Madam stood beside me patiently, and listened with a half smile to my whispered admiration. In the clearer light I could see her better, and she seemed older,–so old, so old! and my father’s words came to me again. She had not changed since he was a boy; living on and on, and ‘the horror of an endless life in this world!’ And I remembered what Martha had said to me, and the consciousness of this mystery was a great weight upon me of a sudden. Why was she living so long? and what had happened to her? and how long could it be since she was a child?
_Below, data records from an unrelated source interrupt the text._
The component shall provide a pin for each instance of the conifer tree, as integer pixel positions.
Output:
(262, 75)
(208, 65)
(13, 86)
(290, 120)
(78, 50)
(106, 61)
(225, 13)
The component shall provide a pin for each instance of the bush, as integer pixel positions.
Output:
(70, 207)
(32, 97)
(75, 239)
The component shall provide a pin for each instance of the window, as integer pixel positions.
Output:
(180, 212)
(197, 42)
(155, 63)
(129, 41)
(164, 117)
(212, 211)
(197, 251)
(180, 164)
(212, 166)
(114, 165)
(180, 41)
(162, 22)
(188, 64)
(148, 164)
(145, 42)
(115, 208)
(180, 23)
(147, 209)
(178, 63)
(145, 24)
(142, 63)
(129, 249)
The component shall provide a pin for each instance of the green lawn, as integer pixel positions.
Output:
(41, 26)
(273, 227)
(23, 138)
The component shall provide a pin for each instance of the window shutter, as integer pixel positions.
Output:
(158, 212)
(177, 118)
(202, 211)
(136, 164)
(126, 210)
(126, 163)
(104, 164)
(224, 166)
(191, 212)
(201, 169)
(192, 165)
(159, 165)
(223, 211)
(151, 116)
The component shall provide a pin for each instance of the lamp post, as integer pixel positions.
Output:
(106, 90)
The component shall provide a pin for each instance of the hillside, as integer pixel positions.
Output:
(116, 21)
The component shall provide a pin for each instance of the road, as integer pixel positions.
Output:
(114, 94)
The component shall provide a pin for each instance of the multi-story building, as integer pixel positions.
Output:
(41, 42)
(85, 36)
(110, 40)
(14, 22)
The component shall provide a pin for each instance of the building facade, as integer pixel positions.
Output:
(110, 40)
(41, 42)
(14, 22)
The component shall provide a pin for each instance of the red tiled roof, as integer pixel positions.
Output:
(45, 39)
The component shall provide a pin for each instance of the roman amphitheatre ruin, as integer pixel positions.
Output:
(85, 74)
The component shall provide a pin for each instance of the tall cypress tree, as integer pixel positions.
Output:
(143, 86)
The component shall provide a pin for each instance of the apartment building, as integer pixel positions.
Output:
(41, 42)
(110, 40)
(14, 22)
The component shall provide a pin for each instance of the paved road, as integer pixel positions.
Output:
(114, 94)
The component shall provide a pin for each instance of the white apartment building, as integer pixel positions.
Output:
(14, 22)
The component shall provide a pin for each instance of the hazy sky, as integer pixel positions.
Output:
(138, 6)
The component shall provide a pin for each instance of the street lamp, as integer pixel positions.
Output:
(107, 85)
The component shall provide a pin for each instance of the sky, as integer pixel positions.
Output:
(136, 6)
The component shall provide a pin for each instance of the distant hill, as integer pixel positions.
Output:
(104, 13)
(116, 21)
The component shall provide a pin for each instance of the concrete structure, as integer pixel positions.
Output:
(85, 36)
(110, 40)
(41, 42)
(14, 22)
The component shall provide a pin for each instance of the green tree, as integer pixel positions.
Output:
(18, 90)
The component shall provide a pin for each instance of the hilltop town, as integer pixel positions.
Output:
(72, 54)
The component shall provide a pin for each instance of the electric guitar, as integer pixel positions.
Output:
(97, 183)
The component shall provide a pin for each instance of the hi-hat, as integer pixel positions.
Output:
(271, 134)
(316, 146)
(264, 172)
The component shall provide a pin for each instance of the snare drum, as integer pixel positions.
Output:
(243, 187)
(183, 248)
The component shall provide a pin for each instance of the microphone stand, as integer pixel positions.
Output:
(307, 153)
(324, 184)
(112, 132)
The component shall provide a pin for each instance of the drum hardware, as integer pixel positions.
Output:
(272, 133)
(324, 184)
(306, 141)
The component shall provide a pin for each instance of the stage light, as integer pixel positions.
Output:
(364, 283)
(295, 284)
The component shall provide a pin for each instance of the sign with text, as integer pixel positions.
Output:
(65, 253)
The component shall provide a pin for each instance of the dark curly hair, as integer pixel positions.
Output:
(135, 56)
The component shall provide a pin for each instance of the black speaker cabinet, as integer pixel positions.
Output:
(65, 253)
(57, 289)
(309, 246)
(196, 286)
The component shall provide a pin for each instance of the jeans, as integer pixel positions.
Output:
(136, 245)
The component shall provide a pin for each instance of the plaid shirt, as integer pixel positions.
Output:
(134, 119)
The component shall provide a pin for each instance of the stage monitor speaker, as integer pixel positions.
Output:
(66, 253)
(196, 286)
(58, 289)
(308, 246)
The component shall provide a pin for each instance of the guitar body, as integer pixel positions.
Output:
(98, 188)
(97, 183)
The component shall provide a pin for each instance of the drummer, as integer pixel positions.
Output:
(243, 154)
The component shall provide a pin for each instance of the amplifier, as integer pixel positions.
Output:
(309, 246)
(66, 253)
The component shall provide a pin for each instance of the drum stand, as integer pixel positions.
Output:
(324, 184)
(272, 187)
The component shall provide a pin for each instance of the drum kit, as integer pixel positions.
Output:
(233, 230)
There was something in her manner which made me behave, even in my pleasure, as if her imagined funeral were there in reality, and as if, in spite of my being amused and tearless, the solemn company of funeral guests already sat in the next room to us with bowed heads, and all the shadows in the world had assembled there materialized into the tangible form of crape. I opened and closed the boxes gently, and, when I had seen everything, I looked up with a sigh to think that such a pleasure was ended, and asked if I might see them again some day. But the look in her face made me recollect myself, and my own grew crimson, for it seemed at that moment as real to me as to Lady Ferry herself that this was her last day of mortal life. She walked away, but presently came back, while I was wondering if I might not go, and opened the drawer again. It creaked, and the brass handles clacked in a startling way, and she took out a little case, and said I might keep it to remember her by. It held a little vinaigrette,–a tiny silver box with a gold one inside, in which I found a bit of fine sponge, dark brown with age, and still giving a faint, musty perfume and spiciness. The outside was rudely chased, and was worn as if it had been carried for years in somebody’s pocket. It had a spring, the secret of which Lady Ferry showed me. I was delighted, and instinctively lifted my face to kiss her. She bent over me, and waited an instant for me to kiss her again. “Oh!” said she softly, “it is so long since a child has kissed me! I pray God not to leave you lingering like me, apart from all your kindred, and your life so long that you forget you ever were a child.”–“I will kiss you every day,” said I, and then again remembered that there were to be no more days according to her plan; but she did not seem to notice my mistake.